Phospholipase C cleaves PIP2 into IP3 and DAG, generating additional second messengers.
Inositol 1,4,5-Trisphosphate (IP3) and Diacylglycerol (DAG)
IP3 causes Ca$^{2+}$ release from the endoplasmic reticulum (ER).
Calcium ions serve as rapid signaling molecules and can activate calcium-binding proteins.
DAG, remaining in the membrane, activates protein kinase C (PKC).
Calcium Ions and Calmodulin
Calmodulin is a common calcium-binding regulatory protein that undergoes conformational changes upon binding Ca$^{2+}$, allowing it to activate various proteins, including kinases.
Insulin Signaling: Central Role of Phosphorylation Cascades
Insulin: Released in response to high blood glucose, facilitates glucose uptake by promoting translocation of glucose transporters to cell surfaces.
Insulin Receptor Structure and Activity
The insulin receptor exists as a homodimer with α and β chains.
The α chain is extracellular, while the β chain has a domain that functions as a tyrosine kinase.
Cross-Phosphorylation of Insulin Receptor Kinase
Insulin binding initiates conformational changes that lead to receptor autophosphorylation.
Phosphoinositide 3-Kinase (PI3K) Function in Insulin Signaling
PI3K converts PIP2 into PIP3, aiding recruitment of signal molecules necessary for downstream signaling.
Net Effects of Insulin Signaling
Insulin's binding promotes increased glucose transporter presence on cell surfaces.
Insulin Signaling Termination Mechanisms
Internally through phosphatases that remove phosphorylation from active sites, leading to signal termination.
Epidermal Growth Factor (EGF) and EGF Receptor Signaling
EGF stimulates cell growth and healing by binding to its receptor, leading to receptor dimerization and subsequent Ras activation.

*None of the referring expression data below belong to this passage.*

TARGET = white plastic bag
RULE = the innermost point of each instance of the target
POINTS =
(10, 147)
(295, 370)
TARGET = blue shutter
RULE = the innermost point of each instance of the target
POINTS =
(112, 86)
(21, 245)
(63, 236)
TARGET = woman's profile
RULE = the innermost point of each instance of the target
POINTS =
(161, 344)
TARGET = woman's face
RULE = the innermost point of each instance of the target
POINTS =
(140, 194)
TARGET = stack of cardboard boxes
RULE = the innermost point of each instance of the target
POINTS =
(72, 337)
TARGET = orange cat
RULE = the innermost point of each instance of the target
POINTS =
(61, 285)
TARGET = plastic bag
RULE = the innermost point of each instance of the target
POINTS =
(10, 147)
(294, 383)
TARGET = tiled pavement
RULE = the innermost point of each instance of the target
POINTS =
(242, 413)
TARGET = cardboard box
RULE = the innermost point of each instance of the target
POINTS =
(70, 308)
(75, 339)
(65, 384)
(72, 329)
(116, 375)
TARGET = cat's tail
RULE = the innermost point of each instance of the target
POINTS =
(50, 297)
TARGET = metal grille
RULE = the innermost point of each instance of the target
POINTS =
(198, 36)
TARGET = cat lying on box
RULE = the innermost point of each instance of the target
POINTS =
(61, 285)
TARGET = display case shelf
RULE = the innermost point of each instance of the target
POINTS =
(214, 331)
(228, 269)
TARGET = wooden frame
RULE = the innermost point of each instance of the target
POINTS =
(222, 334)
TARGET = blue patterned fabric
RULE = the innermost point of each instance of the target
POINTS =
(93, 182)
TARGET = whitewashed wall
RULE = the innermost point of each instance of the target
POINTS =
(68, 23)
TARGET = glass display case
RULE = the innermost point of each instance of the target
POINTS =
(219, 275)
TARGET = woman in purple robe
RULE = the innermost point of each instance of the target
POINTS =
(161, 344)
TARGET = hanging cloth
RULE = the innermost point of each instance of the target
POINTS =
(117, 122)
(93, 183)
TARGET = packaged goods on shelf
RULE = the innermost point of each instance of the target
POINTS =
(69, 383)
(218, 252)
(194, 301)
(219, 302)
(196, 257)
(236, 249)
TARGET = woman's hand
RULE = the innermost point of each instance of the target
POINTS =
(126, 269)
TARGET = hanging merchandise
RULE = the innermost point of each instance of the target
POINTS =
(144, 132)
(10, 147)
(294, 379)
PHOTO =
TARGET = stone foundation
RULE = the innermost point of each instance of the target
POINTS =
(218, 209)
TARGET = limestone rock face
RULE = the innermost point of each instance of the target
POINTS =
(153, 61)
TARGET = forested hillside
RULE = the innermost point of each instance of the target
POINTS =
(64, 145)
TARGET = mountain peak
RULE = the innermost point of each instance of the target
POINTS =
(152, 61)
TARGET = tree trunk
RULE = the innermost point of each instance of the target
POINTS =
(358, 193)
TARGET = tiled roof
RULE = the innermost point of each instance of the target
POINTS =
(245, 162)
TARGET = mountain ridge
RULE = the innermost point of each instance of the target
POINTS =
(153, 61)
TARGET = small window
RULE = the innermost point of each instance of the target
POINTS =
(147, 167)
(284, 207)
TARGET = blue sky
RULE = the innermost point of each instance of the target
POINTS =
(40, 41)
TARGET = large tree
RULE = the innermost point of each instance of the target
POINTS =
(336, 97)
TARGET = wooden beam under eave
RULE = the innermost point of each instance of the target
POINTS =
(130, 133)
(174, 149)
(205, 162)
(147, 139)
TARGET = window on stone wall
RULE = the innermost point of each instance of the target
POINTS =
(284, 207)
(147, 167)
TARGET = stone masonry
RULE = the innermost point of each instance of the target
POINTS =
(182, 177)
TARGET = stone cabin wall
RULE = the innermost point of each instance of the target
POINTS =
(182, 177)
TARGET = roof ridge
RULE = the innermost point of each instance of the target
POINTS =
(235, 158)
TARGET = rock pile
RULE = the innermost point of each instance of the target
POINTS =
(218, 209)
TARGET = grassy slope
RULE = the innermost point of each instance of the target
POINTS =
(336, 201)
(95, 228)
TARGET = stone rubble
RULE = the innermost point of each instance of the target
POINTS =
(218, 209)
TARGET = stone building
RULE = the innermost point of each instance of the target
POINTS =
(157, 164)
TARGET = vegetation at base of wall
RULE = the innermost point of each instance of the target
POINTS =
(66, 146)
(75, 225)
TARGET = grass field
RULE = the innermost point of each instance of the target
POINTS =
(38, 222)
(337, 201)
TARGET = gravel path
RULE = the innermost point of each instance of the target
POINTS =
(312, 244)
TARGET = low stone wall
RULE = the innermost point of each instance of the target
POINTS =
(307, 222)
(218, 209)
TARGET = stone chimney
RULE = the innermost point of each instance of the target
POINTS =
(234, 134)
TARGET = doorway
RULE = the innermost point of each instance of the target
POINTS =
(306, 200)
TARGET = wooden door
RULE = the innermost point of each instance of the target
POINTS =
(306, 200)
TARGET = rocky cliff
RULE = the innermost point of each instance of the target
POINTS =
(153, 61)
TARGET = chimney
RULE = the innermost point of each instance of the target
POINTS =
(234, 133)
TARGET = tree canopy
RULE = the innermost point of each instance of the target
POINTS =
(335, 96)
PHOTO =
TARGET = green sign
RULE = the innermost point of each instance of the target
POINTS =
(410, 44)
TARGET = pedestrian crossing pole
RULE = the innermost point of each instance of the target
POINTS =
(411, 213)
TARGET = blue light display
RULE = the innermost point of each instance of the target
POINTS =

Signaling Cascade Initiated by EGF Binding
EGF activation of Ras initiates a signaling cascade involving the phosphorylation of transcription factors and kinases in the nucleus, promoting various cellular growth processes.
Termination of EGF Signaling
EGF signal termination occurs through phosphatases that remove phosphoryl groups, Ras's intrinsic GTPase activity, and the action of GTPase-activating proteins (GAPs).
Defects in Signal-Transduction Pathways and Cancer
Mutations in genes encoding signal transduction proteins, such as Ras, are linked to various cancers, often leading to loss of regulation or overexpression of certain pathways.
Sensory Systems and Signal Transduction Pathways
Specific odorants activate certain receptors in the olfactory system, with about 400 different receptors present in the human genome.
Visual Signal Transduction via Rhodopsin
Rhodopsin is responsible for vision by absorbing light and initiating a signaling cascade through transducin activation, which ultimately leads to nerve impulses.